Desenhar mandalas resulta em imagens impregnadas de cargas afetivas e emocionais inconscientes que projetamos no desenho. É a dinâmica de busca da união dos opostos (masculino/feminino, direita/esquerda, par/ímpar, vida/morte...).

Mandalas e autoconhecimento

A primeira função da mandala, do ponto de vista terapêutico e de autoconhecimento, é promover equilíbrio - contemplar uma mandala nos remete para uma noção de equilíbrio - e também faz refletir: quem sou eu dentro desse círculo?

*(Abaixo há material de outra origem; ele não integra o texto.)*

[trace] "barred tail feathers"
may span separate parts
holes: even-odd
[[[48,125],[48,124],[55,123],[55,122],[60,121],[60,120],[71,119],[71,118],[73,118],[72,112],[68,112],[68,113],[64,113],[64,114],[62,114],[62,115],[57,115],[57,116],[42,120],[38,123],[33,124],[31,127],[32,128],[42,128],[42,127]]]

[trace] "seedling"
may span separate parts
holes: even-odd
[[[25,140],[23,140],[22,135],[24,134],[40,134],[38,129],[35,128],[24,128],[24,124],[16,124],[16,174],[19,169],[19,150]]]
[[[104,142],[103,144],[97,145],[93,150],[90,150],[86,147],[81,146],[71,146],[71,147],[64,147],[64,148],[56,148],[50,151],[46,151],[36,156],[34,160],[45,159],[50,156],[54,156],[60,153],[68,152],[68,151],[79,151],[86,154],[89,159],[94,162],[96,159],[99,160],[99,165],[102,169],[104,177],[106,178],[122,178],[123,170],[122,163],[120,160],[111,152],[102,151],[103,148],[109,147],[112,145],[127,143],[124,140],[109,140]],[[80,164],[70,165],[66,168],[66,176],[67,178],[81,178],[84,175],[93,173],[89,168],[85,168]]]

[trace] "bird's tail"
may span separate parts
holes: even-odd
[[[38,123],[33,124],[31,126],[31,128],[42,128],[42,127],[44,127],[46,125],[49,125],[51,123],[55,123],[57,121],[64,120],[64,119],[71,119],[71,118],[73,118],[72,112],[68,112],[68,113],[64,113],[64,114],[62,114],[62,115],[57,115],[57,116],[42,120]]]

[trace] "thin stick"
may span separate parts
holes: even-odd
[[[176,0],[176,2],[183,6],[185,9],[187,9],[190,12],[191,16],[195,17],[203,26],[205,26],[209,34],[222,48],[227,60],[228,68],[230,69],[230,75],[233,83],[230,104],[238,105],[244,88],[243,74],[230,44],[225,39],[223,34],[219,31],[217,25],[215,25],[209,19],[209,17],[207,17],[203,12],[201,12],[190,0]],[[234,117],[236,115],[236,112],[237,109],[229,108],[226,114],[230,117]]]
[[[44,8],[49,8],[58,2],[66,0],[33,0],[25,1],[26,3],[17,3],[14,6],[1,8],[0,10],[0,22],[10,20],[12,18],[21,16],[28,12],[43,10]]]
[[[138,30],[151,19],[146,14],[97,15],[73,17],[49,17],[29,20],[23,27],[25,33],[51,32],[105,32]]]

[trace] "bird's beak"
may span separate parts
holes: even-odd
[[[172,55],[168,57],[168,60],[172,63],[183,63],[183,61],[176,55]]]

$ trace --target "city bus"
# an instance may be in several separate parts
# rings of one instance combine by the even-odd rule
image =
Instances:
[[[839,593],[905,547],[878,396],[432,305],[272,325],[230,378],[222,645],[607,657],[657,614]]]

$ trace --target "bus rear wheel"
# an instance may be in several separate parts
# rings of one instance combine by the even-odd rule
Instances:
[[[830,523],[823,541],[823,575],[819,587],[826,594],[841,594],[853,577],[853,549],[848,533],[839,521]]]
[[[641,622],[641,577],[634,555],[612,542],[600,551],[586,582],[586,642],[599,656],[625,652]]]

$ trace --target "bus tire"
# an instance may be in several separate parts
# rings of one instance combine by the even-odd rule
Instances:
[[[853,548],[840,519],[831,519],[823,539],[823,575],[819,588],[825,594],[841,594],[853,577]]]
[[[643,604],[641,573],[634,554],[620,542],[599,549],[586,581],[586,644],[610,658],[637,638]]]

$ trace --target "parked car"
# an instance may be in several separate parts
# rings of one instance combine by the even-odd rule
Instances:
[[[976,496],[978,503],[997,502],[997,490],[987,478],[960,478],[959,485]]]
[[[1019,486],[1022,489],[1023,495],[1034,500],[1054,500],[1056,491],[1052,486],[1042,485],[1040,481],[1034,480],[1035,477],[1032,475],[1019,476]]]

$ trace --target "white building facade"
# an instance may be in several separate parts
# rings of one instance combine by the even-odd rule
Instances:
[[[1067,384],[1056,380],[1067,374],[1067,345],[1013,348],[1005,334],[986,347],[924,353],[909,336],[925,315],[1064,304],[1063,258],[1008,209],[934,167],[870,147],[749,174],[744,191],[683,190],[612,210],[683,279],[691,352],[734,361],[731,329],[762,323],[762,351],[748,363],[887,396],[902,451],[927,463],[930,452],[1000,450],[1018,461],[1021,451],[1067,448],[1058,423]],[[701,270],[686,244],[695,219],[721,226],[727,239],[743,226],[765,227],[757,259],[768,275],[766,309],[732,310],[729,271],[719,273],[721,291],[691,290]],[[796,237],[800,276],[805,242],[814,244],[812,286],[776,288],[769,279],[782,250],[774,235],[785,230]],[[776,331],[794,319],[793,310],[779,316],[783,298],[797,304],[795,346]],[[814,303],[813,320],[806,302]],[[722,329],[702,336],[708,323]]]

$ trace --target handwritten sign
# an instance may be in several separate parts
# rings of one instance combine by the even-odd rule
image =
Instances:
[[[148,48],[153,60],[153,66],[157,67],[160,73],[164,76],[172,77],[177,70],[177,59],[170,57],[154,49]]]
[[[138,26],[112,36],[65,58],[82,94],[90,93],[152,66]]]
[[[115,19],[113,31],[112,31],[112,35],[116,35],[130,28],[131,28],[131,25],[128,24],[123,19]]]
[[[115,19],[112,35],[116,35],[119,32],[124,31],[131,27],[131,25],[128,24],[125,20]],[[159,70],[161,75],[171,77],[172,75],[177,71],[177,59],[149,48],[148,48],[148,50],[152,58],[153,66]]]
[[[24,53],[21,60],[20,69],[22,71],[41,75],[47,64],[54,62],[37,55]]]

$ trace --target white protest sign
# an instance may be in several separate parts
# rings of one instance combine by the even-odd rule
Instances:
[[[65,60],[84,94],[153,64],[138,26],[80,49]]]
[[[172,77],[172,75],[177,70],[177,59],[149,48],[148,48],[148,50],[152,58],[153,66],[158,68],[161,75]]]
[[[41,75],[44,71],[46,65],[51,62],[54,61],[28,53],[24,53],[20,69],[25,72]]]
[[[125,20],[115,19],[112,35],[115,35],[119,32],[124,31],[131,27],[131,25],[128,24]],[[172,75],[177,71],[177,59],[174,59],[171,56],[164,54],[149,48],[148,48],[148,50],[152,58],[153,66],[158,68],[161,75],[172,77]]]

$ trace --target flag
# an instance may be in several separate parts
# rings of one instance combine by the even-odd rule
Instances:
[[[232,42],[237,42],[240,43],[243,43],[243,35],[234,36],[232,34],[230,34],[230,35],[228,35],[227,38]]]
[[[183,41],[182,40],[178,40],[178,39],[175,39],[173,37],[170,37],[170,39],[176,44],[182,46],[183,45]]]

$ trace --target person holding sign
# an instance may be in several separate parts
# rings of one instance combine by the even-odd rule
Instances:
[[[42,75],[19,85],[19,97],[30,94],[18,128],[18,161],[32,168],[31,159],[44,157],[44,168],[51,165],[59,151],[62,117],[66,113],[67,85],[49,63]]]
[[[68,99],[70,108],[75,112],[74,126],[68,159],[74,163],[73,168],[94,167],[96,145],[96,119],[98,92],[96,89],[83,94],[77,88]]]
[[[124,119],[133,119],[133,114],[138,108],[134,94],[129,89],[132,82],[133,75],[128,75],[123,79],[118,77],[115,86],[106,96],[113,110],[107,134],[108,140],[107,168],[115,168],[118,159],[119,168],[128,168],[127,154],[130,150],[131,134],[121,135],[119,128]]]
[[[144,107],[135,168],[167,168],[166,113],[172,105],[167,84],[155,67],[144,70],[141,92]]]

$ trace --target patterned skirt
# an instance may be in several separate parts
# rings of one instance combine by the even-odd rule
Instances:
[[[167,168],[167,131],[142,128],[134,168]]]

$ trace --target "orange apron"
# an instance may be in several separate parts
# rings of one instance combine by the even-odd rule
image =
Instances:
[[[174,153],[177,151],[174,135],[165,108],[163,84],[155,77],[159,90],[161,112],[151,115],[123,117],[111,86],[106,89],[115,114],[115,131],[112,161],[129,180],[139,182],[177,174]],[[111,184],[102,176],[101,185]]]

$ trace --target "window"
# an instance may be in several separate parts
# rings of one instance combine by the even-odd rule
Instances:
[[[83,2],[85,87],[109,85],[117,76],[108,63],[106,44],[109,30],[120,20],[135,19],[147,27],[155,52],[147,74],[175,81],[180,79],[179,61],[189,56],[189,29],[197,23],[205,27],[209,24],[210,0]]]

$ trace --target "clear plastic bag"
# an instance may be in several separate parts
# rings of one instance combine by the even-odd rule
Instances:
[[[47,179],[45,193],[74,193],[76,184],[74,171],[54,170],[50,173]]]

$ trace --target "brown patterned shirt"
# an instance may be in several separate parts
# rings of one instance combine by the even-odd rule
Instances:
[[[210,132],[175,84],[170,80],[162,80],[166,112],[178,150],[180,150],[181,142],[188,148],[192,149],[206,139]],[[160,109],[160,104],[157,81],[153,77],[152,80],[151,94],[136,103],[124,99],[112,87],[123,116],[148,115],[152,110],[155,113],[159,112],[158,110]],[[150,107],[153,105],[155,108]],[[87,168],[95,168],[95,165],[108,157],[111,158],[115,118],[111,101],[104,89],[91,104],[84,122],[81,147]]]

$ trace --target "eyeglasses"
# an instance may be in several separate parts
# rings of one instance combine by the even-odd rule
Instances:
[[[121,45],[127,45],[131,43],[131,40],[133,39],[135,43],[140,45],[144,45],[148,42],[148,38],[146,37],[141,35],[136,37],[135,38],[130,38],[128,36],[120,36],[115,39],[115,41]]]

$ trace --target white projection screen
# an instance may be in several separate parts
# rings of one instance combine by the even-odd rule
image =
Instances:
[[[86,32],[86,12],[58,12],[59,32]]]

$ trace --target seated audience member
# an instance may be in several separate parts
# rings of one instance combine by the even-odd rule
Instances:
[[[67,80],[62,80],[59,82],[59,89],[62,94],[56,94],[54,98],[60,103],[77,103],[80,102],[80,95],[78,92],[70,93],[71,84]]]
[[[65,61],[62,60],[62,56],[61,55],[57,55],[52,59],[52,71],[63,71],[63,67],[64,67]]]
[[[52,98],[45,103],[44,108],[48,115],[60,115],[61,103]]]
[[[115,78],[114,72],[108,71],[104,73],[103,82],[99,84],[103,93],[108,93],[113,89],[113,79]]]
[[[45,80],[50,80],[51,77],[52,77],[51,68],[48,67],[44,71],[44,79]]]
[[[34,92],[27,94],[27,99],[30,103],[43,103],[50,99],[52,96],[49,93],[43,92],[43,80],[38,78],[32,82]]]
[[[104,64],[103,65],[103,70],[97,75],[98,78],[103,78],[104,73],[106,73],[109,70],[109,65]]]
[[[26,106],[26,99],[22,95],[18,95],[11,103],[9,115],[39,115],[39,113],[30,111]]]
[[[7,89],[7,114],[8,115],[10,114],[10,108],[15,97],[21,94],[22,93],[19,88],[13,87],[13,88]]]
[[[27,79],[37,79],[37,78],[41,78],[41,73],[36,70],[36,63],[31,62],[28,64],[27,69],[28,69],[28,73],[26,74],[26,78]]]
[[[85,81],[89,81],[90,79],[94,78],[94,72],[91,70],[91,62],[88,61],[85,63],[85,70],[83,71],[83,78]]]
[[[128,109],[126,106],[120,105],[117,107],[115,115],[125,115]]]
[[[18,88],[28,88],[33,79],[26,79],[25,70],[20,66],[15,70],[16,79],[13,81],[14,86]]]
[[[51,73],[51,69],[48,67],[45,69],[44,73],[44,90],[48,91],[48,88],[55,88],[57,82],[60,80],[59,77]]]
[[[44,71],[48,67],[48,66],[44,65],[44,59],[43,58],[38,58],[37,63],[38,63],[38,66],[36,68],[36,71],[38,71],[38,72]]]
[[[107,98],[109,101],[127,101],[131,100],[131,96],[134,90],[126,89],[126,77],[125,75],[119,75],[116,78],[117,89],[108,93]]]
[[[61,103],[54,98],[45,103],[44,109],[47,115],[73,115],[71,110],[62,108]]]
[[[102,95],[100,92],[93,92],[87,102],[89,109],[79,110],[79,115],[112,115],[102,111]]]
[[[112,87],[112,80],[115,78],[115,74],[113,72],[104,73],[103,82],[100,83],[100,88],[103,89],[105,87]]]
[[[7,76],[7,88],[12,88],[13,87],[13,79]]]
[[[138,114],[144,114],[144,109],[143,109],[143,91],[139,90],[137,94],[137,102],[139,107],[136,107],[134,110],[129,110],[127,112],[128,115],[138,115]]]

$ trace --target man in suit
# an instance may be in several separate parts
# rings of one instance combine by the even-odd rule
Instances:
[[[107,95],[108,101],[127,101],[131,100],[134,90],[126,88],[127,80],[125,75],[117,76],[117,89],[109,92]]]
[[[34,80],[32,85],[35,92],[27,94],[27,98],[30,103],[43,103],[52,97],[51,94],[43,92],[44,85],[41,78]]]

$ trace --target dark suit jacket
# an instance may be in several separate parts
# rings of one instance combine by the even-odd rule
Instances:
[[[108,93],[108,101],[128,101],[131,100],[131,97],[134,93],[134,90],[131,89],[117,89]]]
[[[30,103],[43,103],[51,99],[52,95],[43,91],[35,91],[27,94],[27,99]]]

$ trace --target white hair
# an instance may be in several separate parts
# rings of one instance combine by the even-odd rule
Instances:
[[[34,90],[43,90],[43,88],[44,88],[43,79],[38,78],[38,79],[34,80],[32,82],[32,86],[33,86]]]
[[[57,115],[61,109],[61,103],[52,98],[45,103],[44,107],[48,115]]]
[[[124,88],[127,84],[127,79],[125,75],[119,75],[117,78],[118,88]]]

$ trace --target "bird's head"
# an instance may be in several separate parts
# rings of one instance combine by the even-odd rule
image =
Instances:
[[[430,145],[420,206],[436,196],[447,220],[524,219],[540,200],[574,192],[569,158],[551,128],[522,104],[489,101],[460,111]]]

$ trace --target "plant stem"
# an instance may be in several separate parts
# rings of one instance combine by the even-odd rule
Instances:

Os livros de colorir, do ponto de vista de interiorização espiritual, podem não dizer nada sobre si mesmo, de toda forma quando pintamos uma mandala entramos em estado meditativo, de conexão e alcançamos silêncio interno, ou pelo menos é possível se aproximar desta possibilidade e perspectiva.

Na jornada que fazemos para dentro, na busca pelo autoconhecimento, a mandala deixa de ser um círculo e passa a ser um círculo sagrado.

O círculo representa o si mesmo e o universo que o rodeia. A mandala sagrada está dentro. Quem não admite a vida como um grande círculo está fadado ao sofrimento, pois além do movimento do centro para as extremidades e destas novamente para o centro, há os ciclos. A vida é feita de ciclos, uma outra dimensão do próprio círculo.

Hoje, as pessoas, de um modo geral, não sabem onde estão seu ponto central (essência), é preciso entender a relação entre o mundo externo e o Eu.

Toda mandala tem de ter definido o fora e o dentro, o ponto e a curva. O movimento é: vou de meu centro ao mundo e volto. Este movimento é o que nos faz. Quando eu deixo de ser o ponto central da minha vida, eu não consigo ver quem sou. Para refletir:

  • Como anda o meu mundo em relação ao mundo?
  • O meu centro está no centro da minha vida ou na vida do outro?
  • Estou agindo no mundo de acordo com quem sou?

Terapeuticamente, as mandalas auxiliam nesse movimento de subjetividade, da individuação, do encontro com a estrutura pessoal.

A arte das mandalas

Tanto contemplar quanto pintar mandalas - como elemento artístico - desenvolve e aumenta a criatividade, foco, concentração e equilíbrio.

As mandalas que são usadas em caráter decorativo também possuem magia. Além da beleza e estética, elas nos levam para o seu centro. Como ímãs somos atraídos para o seu núcleo central como se buscássemos a nós mesmos, como se quiséssemos encontrar o nosso círculo sagrado.

Já que em todo centro há outro centro,
só nos resta dançar em círculos
em torno desse grande mistério que é a totalidade.

(Caio Felix)

A arte de conhecer a si mesmo - muito antes de Delfos - reconhecida como sabedoria ancestral, tem nas mandalas um instrumento de conexão com o divino, promovendo a concentração necessária para chegar ao silêncio profundo e realmente conhecer a real e verdadeira essência do ser – a integração com o Todo. Jung, o pai da psicologia analítica, estudou este conceito e o percebeu como o próprio humano, que dança em seus antagonismos em busca do seu centro e da totalidade. A mandala é a música do mundo interno e em sua partitura está a energia vital de cada um.

Notas

1 Self ou si mesmo expressa a totalidade do homem, é o centro da personalidade e a partir dele é possível impulsionar naturalmente para as vivências do potencial humano e desenvolver a personalidade genuína em seu processo de individuação. Para Jung a mandala representa o processo psíquico de individuação.
2 A palavra símbolo na sua etimologia - sinnbild em alemão – significa unificação de pares opostos. Este movimento é fundamental no processo de amadurecimento e integração do ser.